If you’re interested, the data is identical anyway, nearly. Averaging the standard deviation on the raw 500-strong data shows an average standard deviation of about 6 for the critics, and 22 for the users. So all’s well that ends well.

Another consideration is the introduction of bias into the data. Typically, metascores are calculated from around twenty reviews (five being the lower limit). Big games might get upwards of fifty reviews. User reviews come in far larger amounts though – Half-Life 2 has over a thousand of them. This means that the datasets for the users are far larger than the datasets for the critics. I didn’t have time to perform hypothesis testing on the data to try and get around this, so you can once again take my results with a pinch of salt (though I’d argue that any bias inherent in the large user data set merely underlines how useless such a large volume of data is).

The Code

As before, Python + BeautifulSoup is the order of the day. Metacritic seems to have some way of detecting large numbers of requests from a certain IP address and slowing down the data connection to a crawl, making this a more painful process than the last. Worse still, I want to do more analysis on Metacritic next time, which will mean going through this all over again.

Oh well!

With thanks to Mike Prescott for feedback and maths.

11 Comments

leave a comment
  1. James / Sep 5 2010

    Standard deviation doesn’t quite work that way. You’re gonna get 68% within 1 s.d. if the values are normally distributed, but as you noted the user ratings tend to be bimodal. You are however guaranteed 75% within 2 s.d., regardless of the distribution of the reviews.

  2. Neil Brown / Sep 5 2010

    Nice idea for a post, but I have a couple of problems with your mathematics. Firstly, you talk about how much of the data falls within a standard deviation of the mean. However, this is only valid if the data is drawn from a normal distribution. Given how polarised you say the reviews are, it seems to me quite unlikely that the data is normally distributed: I would expect a distribution skewed towards the upper end with a suggestion of bimodality (due to all the angry 0 scores) — you almost say as much in your conclusions section. There are statistical tests for normality that can be performed, but I don’t see any mention that you have done so. It might be interesting to post some histograms for the review scores of some of the games in order to see what the distribution is like. Secondly, what are the units here? Judging by the images in the early part of the post, I had thought 0-10, but it’s impossible to get a standard deviation of 22 with that range. So I guess it’s 0-100, which makes sense if you’re using data from metacritic.

  3. Mike / Sep 5 2010

    Hey Neil, James,

    Thansk for your feedback! I’m learning as I go with this statistics stuff, so it’s good to get some extra input. I’ll add both your comments to the main post.
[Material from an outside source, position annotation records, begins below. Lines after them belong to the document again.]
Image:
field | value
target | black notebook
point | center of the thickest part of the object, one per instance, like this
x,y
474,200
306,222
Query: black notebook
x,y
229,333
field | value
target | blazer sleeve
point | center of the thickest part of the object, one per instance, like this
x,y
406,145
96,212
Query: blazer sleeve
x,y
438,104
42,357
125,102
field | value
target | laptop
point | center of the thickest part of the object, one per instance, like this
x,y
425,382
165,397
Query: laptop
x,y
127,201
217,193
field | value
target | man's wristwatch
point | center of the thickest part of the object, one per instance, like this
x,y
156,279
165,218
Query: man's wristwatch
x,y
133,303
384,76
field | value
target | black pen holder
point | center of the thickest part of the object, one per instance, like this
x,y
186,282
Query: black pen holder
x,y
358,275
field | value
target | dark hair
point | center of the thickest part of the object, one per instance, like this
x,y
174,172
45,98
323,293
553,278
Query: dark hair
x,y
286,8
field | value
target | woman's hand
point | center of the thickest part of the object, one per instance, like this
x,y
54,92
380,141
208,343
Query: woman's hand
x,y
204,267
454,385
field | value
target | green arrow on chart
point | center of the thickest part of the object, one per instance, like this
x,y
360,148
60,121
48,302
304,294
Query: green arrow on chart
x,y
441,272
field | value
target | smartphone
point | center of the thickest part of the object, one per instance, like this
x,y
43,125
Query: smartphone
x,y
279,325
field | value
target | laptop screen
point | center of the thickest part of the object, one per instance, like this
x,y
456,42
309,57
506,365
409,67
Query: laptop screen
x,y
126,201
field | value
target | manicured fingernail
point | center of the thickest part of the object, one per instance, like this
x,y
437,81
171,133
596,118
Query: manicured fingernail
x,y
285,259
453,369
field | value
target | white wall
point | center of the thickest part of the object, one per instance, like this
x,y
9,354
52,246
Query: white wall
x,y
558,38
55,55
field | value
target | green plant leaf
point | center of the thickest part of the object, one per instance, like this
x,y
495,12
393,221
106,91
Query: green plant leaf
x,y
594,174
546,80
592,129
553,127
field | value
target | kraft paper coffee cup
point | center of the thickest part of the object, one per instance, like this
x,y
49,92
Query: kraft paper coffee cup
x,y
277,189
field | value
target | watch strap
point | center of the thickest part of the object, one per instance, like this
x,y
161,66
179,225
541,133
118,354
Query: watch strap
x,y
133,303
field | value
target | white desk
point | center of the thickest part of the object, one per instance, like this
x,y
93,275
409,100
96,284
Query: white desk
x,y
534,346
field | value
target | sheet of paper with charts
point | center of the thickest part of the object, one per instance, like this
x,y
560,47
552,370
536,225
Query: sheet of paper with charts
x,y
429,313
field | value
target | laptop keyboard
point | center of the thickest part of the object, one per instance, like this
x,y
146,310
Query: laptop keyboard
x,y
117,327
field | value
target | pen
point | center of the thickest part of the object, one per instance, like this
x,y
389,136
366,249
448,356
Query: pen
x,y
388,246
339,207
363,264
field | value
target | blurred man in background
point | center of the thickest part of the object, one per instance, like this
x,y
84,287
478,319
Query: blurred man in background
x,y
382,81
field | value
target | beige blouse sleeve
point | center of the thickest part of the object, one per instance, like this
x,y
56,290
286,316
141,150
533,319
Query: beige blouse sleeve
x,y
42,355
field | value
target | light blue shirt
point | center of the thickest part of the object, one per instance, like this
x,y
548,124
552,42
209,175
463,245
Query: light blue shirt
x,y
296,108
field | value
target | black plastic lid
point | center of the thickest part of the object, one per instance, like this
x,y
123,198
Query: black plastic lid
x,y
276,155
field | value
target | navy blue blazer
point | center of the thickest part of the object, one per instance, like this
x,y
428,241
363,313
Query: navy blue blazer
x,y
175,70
    However, I’d argue my use of the data is still valid. Metacritic doesn’t weight the average for user reviews, or treat it any differently than normally distributed data. Am I not just treating the data in the same way that Metacritic does?

    (With regards to the 0-10 range; you’re right. User reviews are scored 0-10, but because critic reviews are out of 100 I normalised the data to be within that range).

  4. Tom / Sep 5 2010

    Don’t you think that scoring on a 0-10 is always going to give a (relatively) bigger deviation than a 0-100 system because there is less perceived difference between scores of, say, 9 and 10 than between scores of 90 and 100 percent.

  5. Elite / Sep 5 2010

    Yes user reviews are much more polarized than professional reviews but I think you’ve mis-attributed the source of this a little, so I’m submitting some points for consideration

    1. User reviews will be perturbed towards the extremes.

    A professional critic will review many different games because they’re obligated to do so. This will include games they like and games they dislike and games they’re apathetic about.

    Most amateur critics will only chime in when they’ve got a strong opinion on something. People don’t get passionate about games they found to be average and unremarkable, so user reviews are more likely to come from people who either loved or hated the game.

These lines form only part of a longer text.